In a sprawling but erudite examination of whether Nigeria, the nation, has any legitimacy, Soyinka poses the question ‘What is a Nation?’. He dangles the hypothesis that ‘we must not shy away from the possibility that a nation is a mere sentimental concept, unfounded in any practical advantages for its occupants’. Nor he attests ‘would mere geographical coherence, within any arbitrarily elected measure of contemporaneity’ offer any certitudes.
But the professor avers that ‘nation status has never been an absolute or a constant, that it has ever followed the politics of conflict, interest, alliances, power and even accident’. Thus to list just a few here, the Middle East oil states, the former Soviet Union, Spain, even the United Kingdom are, were, Soyinka argues, defined as Nations only when all the conditions above were in balance to satisfy a peace.
He admits Nigeria qualifies as a nation despite its colonial invention in the commercial minds of some far away civil servant. ‘A flawed origin – but no worse than others’ he concludes. But the balance in Nigeria has shifted. Nigeria the nation survives despite itself.
Spoils of power
And despite a ruling clique which he accuses of abusing the power of office. ‘To obtain a basic understanding of today’s reality of Nigerian politics,’ he writes’ ‘one had better learn about and come to grasp with the phenomenon of the spoils of power’.
In Nigeria the spoils of power demand ‘a brutal exaction from a populace, savaging their psyche and intimating to them a kind of essential worthlessness. Perhaps other nations exemplify this as blatantly as Nigeria; beyond acknowledged Mafia - controlled societies, I know of none.’
And that is the true nature of what passes for government in Nigeria today – organised crime. It is a clique that is now out of hand and out of step with rational and normal parabolas of human conduct. It is a message the leaders of the Commonwealth failed to grasp before and they failed to grasp again just last October when they granted Abacha a stay of execution giving the discredited General one more year to return Nigeria to civilian rule.

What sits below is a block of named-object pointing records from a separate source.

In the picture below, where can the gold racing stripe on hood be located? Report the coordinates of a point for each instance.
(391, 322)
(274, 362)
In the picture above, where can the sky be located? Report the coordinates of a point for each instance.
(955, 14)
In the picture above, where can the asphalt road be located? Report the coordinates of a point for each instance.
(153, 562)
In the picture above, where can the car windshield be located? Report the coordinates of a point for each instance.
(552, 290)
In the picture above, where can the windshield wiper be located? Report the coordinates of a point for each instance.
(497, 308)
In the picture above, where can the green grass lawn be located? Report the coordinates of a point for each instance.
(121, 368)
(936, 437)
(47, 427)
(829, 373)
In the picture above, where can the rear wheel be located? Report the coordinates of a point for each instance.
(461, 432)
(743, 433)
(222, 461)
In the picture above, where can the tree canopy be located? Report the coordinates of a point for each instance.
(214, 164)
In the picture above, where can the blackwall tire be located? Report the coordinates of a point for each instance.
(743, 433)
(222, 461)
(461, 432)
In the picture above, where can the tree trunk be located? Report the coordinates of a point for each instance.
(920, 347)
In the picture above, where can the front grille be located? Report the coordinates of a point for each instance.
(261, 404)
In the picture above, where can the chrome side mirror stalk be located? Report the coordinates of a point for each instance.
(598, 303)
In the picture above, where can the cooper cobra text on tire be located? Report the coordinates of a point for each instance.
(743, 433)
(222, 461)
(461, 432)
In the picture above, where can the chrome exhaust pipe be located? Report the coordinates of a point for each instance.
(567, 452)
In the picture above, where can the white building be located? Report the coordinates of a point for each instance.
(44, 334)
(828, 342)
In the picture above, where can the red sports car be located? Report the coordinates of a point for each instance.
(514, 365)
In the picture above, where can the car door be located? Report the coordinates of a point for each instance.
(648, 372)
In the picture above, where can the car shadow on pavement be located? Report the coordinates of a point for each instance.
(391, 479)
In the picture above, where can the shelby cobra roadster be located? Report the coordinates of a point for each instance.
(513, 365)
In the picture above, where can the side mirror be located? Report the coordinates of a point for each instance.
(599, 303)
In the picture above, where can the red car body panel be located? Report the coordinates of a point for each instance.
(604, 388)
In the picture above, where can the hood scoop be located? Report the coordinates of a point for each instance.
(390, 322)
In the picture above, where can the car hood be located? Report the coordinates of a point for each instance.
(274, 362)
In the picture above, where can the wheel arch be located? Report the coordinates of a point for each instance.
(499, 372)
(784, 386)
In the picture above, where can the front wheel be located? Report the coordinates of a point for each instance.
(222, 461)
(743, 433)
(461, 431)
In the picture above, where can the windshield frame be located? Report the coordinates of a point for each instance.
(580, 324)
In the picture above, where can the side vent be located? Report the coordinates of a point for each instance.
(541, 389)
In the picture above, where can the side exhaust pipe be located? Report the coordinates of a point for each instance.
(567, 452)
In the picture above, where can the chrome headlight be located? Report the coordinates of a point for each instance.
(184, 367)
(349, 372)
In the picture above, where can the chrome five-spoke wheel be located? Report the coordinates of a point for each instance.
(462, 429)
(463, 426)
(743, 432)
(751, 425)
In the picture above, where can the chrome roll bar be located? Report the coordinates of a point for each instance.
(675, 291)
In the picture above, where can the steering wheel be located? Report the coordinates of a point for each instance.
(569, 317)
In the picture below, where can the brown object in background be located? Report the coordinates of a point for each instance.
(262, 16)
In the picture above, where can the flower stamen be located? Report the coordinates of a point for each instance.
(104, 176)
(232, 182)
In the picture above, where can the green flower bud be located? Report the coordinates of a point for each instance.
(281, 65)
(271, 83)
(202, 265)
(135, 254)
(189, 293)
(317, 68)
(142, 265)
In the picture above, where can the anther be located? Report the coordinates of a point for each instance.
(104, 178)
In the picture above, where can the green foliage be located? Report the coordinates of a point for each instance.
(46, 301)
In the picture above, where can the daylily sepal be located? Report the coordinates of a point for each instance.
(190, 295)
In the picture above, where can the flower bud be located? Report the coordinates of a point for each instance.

Those of us who have real hopes that Nigeria may one day exist as a functional nation know there are two further truisms of this farce to be played out yet. President Abacha will soon be with us. And secondly we have always known that this insecure man who rules by playing his enemies off against each other is merely hastening the day when Nigeria will again face its own contradictions by violent means.
Nigeria, the open sore of the African continent. An eyesore eating into the very heart of the region, threatening to develop into a boil that will surely soon burst spectacularly but not before it has brought serious internal and corrosive damage to its citizens.